A SILENT MOB: ANALYSING KEY IDEAS IN “A FATHER AND HIS SON”

Naoya Makino 100106040

English 1121 Section 06 Mr. G. Pybus Langara College 16 April 2007

“A Father and His Son” is a biographical essay by David Remnick about Kenzaburo Oe, a Japanese writer who writes both fiction about Hikari—his severely brain-damaged son—and non fiction about changing the tradition in Japan. After Hikari’s birth, Oe, a Nobel Prize winner in Literature, realized the value of individuals, and he argues that the old emperor system creates too many conformists and too few individual thinkers. The second significant message of this essay is that it is important to speak out even if it is an unpopular opinion or if it goes against tradition because Oe worries that conforming may lead a serious consequence if no one speaks out. Oe appeals that the Japanese should examine the importance of individuals: he claims, “the handicapped are stigmatized more than in many countries” (114).

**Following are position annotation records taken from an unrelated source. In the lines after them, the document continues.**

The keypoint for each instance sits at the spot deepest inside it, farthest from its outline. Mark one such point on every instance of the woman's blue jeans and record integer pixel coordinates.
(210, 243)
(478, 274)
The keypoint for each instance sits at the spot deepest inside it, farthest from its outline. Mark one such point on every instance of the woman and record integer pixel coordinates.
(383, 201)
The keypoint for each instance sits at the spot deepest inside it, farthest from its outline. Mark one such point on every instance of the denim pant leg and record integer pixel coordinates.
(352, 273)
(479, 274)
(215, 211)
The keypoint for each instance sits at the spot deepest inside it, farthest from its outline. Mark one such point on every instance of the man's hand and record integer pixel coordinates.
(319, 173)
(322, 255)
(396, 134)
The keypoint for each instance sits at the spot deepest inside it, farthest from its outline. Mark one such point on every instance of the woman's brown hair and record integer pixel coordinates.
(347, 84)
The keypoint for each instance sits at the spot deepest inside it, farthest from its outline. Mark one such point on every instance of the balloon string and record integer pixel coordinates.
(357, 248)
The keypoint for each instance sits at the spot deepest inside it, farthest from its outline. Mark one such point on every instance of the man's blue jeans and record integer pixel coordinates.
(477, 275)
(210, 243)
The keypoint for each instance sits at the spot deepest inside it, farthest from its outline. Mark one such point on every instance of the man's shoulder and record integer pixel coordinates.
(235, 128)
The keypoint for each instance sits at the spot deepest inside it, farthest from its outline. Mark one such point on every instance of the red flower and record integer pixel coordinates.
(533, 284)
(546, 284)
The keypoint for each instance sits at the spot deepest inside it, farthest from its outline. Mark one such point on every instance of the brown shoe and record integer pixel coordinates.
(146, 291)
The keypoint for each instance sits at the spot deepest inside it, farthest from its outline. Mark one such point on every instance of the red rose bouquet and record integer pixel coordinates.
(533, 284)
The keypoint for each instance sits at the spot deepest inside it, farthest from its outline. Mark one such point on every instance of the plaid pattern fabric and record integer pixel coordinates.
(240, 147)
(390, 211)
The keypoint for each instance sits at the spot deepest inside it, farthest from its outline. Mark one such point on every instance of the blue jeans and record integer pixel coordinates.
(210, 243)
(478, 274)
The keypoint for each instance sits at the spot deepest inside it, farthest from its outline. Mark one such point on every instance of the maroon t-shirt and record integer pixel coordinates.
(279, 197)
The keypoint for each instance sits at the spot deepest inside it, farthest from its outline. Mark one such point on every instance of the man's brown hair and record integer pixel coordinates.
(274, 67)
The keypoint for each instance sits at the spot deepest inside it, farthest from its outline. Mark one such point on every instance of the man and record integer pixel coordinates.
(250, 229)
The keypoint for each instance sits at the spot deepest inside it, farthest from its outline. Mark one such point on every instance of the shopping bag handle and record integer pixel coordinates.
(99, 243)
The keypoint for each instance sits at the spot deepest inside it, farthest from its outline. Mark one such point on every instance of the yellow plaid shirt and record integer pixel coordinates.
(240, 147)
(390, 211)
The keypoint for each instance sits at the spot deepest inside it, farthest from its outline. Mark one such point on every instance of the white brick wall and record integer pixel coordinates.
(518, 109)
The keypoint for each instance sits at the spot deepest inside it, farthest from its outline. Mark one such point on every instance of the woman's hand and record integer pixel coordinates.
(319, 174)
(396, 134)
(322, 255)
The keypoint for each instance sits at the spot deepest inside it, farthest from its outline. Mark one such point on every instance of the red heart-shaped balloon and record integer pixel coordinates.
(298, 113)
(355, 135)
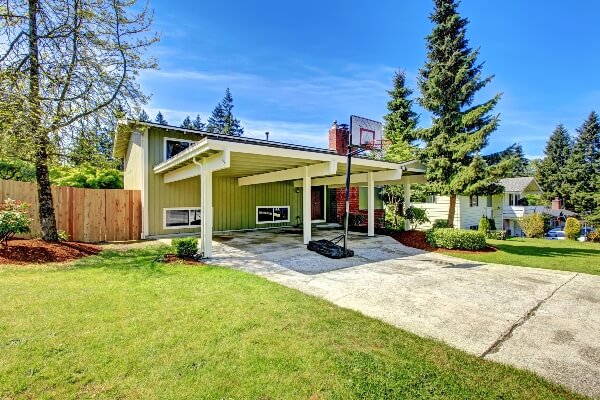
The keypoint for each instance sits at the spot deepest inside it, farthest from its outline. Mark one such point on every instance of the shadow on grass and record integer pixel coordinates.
(546, 251)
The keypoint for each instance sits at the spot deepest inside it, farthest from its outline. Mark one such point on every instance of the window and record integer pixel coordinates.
(175, 146)
(474, 201)
(182, 217)
(272, 214)
(363, 198)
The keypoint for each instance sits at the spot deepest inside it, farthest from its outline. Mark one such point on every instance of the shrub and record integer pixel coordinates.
(462, 239)
(416, 216)
(186, 247)
(572, 228)
(484, 225)
(440, 223)
(498, 235)
(14, 219)
(593, 237)
(532, 225)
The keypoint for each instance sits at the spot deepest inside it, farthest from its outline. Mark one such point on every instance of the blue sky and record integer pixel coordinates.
(294, 67)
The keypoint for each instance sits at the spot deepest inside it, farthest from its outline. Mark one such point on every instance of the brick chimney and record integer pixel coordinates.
(338, 138)
(556, 203)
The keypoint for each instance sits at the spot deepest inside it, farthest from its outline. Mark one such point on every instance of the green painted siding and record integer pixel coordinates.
(234, 206)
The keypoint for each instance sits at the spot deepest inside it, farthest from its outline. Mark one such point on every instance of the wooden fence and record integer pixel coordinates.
(87, 215)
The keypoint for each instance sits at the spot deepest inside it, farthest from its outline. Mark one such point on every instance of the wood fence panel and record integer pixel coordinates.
(87, 215)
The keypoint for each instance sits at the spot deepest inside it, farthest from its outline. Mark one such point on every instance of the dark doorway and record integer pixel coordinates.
(317, 203)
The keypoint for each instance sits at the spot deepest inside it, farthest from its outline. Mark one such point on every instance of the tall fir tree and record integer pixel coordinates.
(448, 82)
(187, 123)
(197, 123)
(400, 122)
(144, 117)
(583, 167)
(160, 119)
(551, 172)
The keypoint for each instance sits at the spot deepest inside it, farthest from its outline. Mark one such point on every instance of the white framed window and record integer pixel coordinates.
(173, 146)
(181, 217)
(272, 214)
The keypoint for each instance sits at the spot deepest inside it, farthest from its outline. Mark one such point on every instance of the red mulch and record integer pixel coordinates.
(417, 240)
(24, 251)
(172, 258)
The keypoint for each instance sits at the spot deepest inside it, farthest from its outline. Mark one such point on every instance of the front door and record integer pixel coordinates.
(317, 203)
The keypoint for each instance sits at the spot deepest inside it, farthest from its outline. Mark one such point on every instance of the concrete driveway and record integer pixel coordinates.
(542, 320)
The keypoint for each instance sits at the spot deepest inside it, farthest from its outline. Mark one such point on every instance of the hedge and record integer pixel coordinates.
(460, 239)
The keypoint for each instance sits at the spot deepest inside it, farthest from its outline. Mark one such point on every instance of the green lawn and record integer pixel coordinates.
(566, 255)
(119, 325)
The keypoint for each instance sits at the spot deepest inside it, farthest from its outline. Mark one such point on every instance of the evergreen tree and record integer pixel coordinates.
(143, 117)
(551, 172)
(448, 82)
(583, 167)
(198, 124)
(187, 123)
(400, 122)
(231, 125)
(216, 122)
(160, 119)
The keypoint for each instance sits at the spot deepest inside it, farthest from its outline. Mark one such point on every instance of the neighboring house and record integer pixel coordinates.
(198, 182)
(505, 208)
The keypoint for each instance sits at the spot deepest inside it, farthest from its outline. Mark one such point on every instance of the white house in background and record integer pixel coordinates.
(505, 209)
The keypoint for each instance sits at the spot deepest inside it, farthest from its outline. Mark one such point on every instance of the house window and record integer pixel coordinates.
(474, 201)
(175, 146)
(363, 198)
(272, 214)
(181, 217)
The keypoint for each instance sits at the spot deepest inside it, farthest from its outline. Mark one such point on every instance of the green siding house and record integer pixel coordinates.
(195, 182)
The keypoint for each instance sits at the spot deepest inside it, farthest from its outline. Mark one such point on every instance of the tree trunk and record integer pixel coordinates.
(41, 140)
(451, 211)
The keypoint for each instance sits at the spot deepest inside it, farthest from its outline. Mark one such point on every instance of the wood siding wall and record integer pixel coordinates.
(87, 215)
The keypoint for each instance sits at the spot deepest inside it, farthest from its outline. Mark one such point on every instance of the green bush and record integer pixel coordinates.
(532, 225)
(87, 176)
(498, 235)
(593, 237)
(186, 247)
(440, 223)
(484, 225)
(415, 216)
(14, 219)
(461, 239)
(572, 228)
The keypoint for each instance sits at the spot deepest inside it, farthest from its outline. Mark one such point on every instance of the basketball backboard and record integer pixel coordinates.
(366, 132)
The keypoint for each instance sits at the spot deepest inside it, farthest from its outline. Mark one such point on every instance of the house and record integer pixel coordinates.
(195, 182)
(505, 208)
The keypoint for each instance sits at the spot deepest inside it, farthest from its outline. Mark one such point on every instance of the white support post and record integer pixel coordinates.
(206, 212)
(306, 206)
(406, 204)
(370, 205)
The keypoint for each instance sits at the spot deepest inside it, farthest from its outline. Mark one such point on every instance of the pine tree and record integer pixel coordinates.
(231, 125)
(448, 82)
(216, 122)
(400, 122)
(198, 124)
(187, 123)
(160, 119)
(583, 167)
(144, 117)
(551, 172)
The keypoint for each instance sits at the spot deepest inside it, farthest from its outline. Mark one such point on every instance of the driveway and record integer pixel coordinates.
(542, 320)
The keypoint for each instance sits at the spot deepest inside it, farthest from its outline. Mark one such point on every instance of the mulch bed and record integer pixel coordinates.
(417, 240)
(35, 251)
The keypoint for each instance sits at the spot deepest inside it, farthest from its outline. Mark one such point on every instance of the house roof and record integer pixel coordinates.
(521, 184)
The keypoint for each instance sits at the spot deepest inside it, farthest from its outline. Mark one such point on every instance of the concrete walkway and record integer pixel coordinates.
(542, 320)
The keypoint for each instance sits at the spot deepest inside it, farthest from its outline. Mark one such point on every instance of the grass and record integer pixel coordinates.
(565, 255)
(119, 325)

Hikari, Oe’s disabled son, “saved” Oe’s life since Hikari helped Oe to realize the importance of individuals (111). Before Hikari was born, Oe was a traditional person who had obeyed the emperor: he had not had a strong “sense of identity” and he had been thinking about committing suicide (112). Hence, when Hikari was born severely brain-damaged, Oe “escaped from [his] baby” as Hikari was not typical (112). However, after seeing the miraculous growth of his son, he realizes that individuals are more important than conforming. Even though Hikari is not able to contribute to the country, now he grows very slowly, but certainly. In his fiction story titled “Aghwee the Sky Monster,” in

which parents attempt to kill their children, Oe tries to shock readers into examining the importance of individuals, especially handicapped children (114). As a result of Hikari’s birth, Oe sees the value of individuals. Besides the importance of individuals, it is also significant to appreciate individual opinions. As a result of the emperor’s centrality, Oe claims, there are too many conformists and not enough individual thinkers. After World War II, the emperor lost power and the parliamentary government gained power, reducing the office of emperor to a mere ceremonial function, but Oe asserts that the emperor’s “centrality in Japanese culture did not fully recede” (117). This means that the Japanese still conform like they did during the emperor’s reign. As an example of the emperor’s “centrality in Japanese culture,” according to Oe, there is informal censorship in Japan (117). In 1960, when he wrote about a teenage right wing fanatic who stabbed the leader of the socialist party, Oe was forced not to publish “Seventeen,” his comment on the event, because Oe and his publisher feared for the lives of their families and themselves (118). This example shows that instead of being allowed to express their individual opinions, the Japanese, like Oe, are forced to conform. Oe points out the importance of speaking out even if it is an unpopular opinion or goes against tradition. In fact, a discussion can be activated by many individual

opinions. This active discussion is especially important in politics. Oe goes on to say that “it is in politics … that Oe hopes for a Japanese exceptionalism” (121). He wants the Japanese to speak in their own way, without being influenced by other people, so the Japanese are able to discuss important decisions. For instance, the Japanese government has sent the Japanese Self-Defense Forces on foreign missions: Oe contends that the discussion was not enough because of too many conformists. If everyone conforms, a discussion would not be activated, so he is afraid that important topics, like sending Japanese Self-Defense Forces on foreign missions, would pass without enough arguments. Moreover, he claims that Japanese “empty” culture creates even more serious consequence. According to Oe, Japan is a “happy wasteland” (120): the younger generations are not interested in politics, and the mass-media-culture emphasizes “the flashy emptiness of a video game” (120). Due to the lack of engagements in politics and remaining within youth culture, the Japanese is less likely to speak and intellectualize their own thoughts. Thus, it is important that people should speak out without minding others. In summary, it is important to recognize the significance of individuals and to speak out instead of conforming. Oe comments on the debate about the principle of eternal peace that “to obliterate from the constitution the principle of eternal peace will

be nothing but an act of detrayal against the people of Asia and the victims of the atom bombs in Hiroshima and Nagasaki”(121). In order to preserve the principle of eternal peace and not to repeat the same war, the people should speak their own thoughts.